In 1984 he published his first historical book General Andranik and the Armenian Revolutionary Movement. In 1989 at the History Department of the Yerevan State University he was awarded a doctorate in history. The book was later translated into English, Turkish, Greek and Spanish. The book became an instant best seller (75,000 copies sold only in Armenia). Academician Mkrtich G. Nersisyan called the book a "valuable historical work resulted by many years of persistent research". Chalabian is also the author of Revolutionary Figures (1991), Armenia After Coming of Islam and Dro books.

Chalabian received numerous accolades and recognition. The mayor of Southfield designated in 2005 a day as Dr. Antranig Chalabian Day in recognition of his goodwill ambassadorship of the city through his readers worldwide. He was an invited contributor to Military History Magazine, and regularly contributed articles to the Armenian publications like Spurk, Nayiri, Chanasser, Armenian Mirror-Spectator and Andranikological Review papers.

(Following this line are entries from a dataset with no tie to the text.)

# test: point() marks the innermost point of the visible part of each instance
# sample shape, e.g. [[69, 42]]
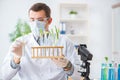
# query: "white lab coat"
[[39, 69]]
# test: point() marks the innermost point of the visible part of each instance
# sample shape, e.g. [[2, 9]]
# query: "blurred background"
[[100, 26]]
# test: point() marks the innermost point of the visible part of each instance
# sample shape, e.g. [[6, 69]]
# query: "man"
[[38, 69]]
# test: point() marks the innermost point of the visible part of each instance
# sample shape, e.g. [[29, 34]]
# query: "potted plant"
[[21, 29], [73, 13]]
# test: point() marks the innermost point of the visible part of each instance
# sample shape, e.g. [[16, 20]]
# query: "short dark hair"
[[41, 6]]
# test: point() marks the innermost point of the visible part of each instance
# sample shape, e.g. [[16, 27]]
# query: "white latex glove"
[[16, 48], [61, 62]]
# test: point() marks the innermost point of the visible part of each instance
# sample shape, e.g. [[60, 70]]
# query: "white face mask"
[[36, 26]]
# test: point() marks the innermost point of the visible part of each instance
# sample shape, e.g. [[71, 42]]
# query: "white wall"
[[100, 40]]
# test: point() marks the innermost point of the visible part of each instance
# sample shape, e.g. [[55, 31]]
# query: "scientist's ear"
[[49, 20]]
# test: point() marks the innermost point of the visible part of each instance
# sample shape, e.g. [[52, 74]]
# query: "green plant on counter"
[[21, 29]]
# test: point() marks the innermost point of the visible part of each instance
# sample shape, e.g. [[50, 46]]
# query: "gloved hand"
[[16, 48], [61, 62]]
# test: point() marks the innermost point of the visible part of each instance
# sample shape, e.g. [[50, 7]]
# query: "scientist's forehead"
[[37, 14]]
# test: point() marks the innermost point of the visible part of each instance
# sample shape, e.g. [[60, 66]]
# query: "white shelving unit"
[[76, 28]]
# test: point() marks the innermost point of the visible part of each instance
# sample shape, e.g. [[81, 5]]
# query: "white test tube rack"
[[47, 52]]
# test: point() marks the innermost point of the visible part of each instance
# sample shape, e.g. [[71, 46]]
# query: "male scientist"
[[28, 68]]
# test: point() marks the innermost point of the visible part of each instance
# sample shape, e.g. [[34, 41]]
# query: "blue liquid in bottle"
[[104, 72]]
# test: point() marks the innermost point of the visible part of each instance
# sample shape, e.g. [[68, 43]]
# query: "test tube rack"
[[47, 52]]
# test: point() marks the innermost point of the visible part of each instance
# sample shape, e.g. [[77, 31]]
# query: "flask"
[[104, 71], [119, 72], [111, 72]]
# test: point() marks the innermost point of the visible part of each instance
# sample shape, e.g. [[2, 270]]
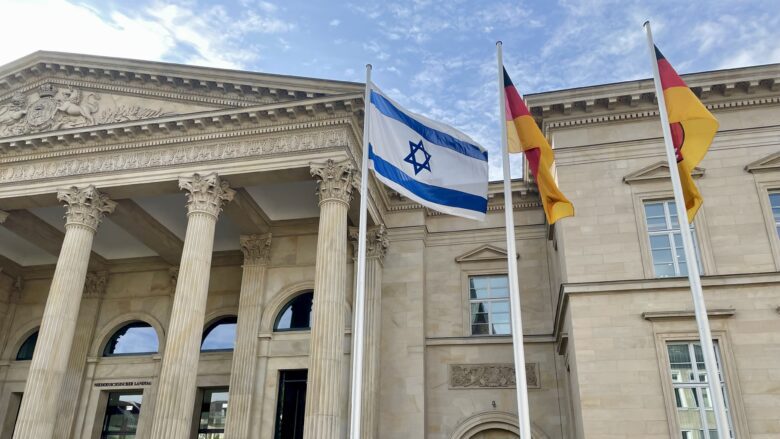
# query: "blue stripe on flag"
[[430, 134], [434, 194]]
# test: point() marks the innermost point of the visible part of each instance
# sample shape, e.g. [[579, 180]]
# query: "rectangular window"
[[695, 416], [774, 201], [213, 412], [122, 412], [489, 300], [665, 241]]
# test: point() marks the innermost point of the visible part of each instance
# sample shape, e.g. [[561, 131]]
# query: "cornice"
[[220, 84], [309, 113]]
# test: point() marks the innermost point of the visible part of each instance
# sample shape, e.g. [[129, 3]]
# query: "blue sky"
[[435, 57]]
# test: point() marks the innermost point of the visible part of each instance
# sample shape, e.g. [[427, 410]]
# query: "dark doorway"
[[291, 404]]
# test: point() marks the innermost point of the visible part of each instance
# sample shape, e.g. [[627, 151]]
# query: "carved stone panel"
[[54, 107], [493, 376]]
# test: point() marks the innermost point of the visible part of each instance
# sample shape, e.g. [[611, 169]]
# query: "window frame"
[[224, 319], [727, 364], [669, 232], [201, 394], [466, 275], [275, 326], [130, 354], [701, 233]]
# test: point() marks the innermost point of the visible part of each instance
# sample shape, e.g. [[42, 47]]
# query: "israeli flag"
[[426, 161]]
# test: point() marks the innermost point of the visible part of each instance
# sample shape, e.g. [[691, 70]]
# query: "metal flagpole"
[[358, 325], [511, 254], [705, 336]]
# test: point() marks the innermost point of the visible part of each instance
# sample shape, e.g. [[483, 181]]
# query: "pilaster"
[[324, 417], [257, 250], [85, 208], [176, 395], [376, 248]]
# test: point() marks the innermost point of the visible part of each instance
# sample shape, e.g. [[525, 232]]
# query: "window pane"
[[137, 338], [220, 336]]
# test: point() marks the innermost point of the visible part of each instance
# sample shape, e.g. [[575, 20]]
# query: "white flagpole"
[[358, 325], [705, 336], [511, 253]]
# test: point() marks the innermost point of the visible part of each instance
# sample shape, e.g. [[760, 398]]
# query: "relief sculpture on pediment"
[[53, 108]]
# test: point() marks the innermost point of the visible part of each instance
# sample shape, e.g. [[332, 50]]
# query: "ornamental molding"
[[377, 241], [335, 180], [206, 193], [95, 284], [218, 85], [51, 107], [222, 123], [768, 163], [85, 206], [256, 249], [182, 153], [493, 376], [655, 172], [484, 253]]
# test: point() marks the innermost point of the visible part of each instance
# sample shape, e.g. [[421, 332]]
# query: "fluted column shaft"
[[176, 392], [323, 417], [94, 288], [256, 249], [376, 247], [41, 403]]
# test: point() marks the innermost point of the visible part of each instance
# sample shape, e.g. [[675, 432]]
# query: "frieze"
[[183, 153], [494, 376], [56, 108]]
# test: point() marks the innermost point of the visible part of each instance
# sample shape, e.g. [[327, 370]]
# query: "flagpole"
[[705, 336], [358, 326], [511, 254]]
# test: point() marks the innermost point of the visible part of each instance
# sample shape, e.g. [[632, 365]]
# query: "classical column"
[[323, 416], [176, 393], [256, 249], [376, 247], [94, 288], [41, 403]]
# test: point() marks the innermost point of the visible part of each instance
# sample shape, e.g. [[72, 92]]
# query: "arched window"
[[135, 338], [220, 335], [28, 347], [296, 315]]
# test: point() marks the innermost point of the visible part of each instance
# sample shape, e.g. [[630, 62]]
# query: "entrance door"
[[291, 404]]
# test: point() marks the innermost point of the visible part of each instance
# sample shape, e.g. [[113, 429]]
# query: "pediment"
[[483, 253], [770, 162], [49, 91], [656, 171]]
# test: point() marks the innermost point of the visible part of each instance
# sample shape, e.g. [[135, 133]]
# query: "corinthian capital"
[[85, 206], [206, 193], [95, 284], [336, 180], [256, 249], [376, 241]]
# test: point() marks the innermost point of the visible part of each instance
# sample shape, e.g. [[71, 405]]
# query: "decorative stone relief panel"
[[495, 376], [181, 153], [52, 107]]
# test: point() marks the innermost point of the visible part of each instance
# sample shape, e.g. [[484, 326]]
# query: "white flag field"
[[426, 161]]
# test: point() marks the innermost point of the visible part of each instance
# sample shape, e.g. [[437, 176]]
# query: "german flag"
[[523, 135], [693, 128]]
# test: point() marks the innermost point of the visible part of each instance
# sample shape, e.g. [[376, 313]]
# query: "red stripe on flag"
[[669, 78], [515, 107]]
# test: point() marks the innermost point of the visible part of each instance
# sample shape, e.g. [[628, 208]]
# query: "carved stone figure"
[[72, 105]]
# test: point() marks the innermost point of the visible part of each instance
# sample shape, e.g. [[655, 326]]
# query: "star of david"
[[412, 158]]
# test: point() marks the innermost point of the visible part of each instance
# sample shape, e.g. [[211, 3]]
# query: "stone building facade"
[[177, 262]]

Before writing and publishing his books, Chalabian collaborated with Dr. Stanley Kerr after discovering Kerr's personal notes in the attic of the Physiology Department. Kerr had moved to New Jersey after retiring in 1965 from his distinguished career as the Chairman of the Biochemistry Department of the American University of Beirut. However, he had left his notes behind assuming that the notes were long lost through the years. Kerr had kept his notes and taken hitherto unpublished pictures while serving in Near East Relief. In 1919, Kerr was transferred to Marash, in central Anatolia, where he headed the American relief operations. The outcome of their collaborative work was the publication of Kerr's The Lions of Marash in 1973.

While collaborating with Kerr, Henry Wilfrid Glockler, a one-time controller at AUB and a neighbor of the Kerrs in Princenton, entrusted Chalabian his personal memoirs. Chalabian edited the memoirs and had it published in Beirut in 1969 by Sevan publishing house. The book is titled Interned in Turkey.